AT&T’s proposed $39 billion take over of Deutsche Telekom’s T-Mobile wireless unit is essential to building an infrastructure that can sustain innovation in the wireless ecosystem, the chief of a trade association of Silicon Valley companies said Monday.
“In California, we know that innovative thinking can change the world — we’ve lived it,” wrote Carl Guardino, president and CEO of the Silicon Valley Leadership Group in an a San Francisco Chronicle editorial Monday morning. “We also know that in order to maintain our status as the world’s premier innovation hub, we need an infrastructure in place that allows us to turn innovations into new companies and investment into jobs.”
Both the U.S. Justice Department and Sprint have filed separate lawsuits against AT&T and T-Mobile to block the merger.
Many non-profit groups, such as the media reform group Free Press, Public Knowledge and the American Antitrust Institute have lined up against the merger, while many labor unions and companies and venture capitalists who back the companies support the merger both because of the promised jobs as well as the promise of better wireless infrastructure.
The Communications Workers of America, the AFL-CIO, and the National Education Association have all come out in favor of the merger. So have Brocade, Facebook, Oracle, Qualcomm, Yahoo and Microsoft. For his part, Guardino’s association represents 340 member companies. In addition to AT&T, they include household technology company names like Ebay, Google, Netflix, and dozens of other technology companies.
In his Monday editorial, SVLG’s Guardino noted AT&T’s promise to invest $8 billion in the merged network of the two companies, and the thousands of jobs that the merger is expected to create.

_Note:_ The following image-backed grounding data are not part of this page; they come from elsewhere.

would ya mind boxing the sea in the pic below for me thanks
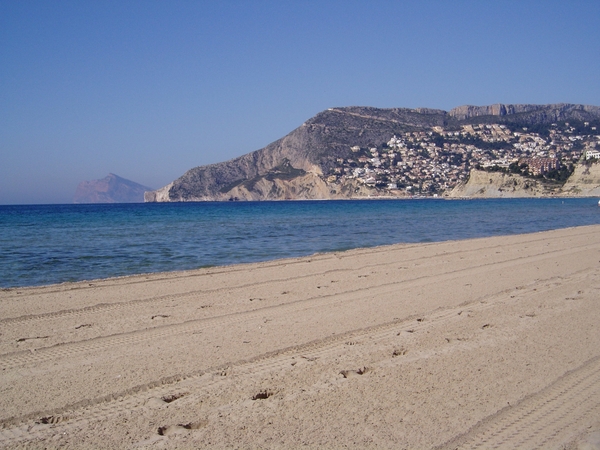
[1,198,599,289]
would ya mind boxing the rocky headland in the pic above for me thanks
[145,104,600,202]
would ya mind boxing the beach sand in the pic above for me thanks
[1,225,599,449]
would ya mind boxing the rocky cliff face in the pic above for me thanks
[224,169,394,201]
[446,170,561,198]
[448,104,543,120]
[447,163,600,198]
[560,163,600,197]
[75,173,152,203]
[145,104,600,202]
[448,103,600,124]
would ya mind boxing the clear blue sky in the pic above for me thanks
[1,0,599,204]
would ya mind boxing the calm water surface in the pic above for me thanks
[1,199,599,288]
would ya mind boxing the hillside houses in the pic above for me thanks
[323,121,600,195]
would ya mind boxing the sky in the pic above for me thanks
[1,1,599,204]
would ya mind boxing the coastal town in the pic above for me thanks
[326,121,600,195]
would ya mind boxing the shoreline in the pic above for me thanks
[1,225,600,448]
[4,218,599,292]
[4,197,599,289]
[4,194,600,209]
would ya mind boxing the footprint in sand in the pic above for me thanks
[392,348,407,357]
[146,393,187,408]
[340,367,369,378]
[252,390,275,400]
[157,420,208,436]
[37,415,68,424]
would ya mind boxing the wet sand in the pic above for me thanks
[1,225,600,449]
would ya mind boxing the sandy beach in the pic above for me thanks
[1,225,600,449]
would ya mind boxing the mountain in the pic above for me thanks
[74,173,153,203]
[144,104,600,202]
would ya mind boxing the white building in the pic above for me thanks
[585,149,600,160]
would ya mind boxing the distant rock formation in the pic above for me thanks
[74,173,152,203]
[145,104,600,202]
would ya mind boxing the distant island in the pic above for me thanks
[145,103,600,202]
[74,173,152,203]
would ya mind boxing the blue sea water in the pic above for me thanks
[1,198,599,288]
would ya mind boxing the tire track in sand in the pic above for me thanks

Deutsche Telekom has said that it wants to offload its T-Mobile wireless unit because it isn’t prepared to make the investment to upgrade its network.
The split in opinion reflects the different interests and perceptions of how the merger will play out.
Whatever happens in court between the DOJ, Sprint and AT&T and T-Mobile, the Federal Communications Commission still has to weigh in separately with different criteria to judge the merits of the merger.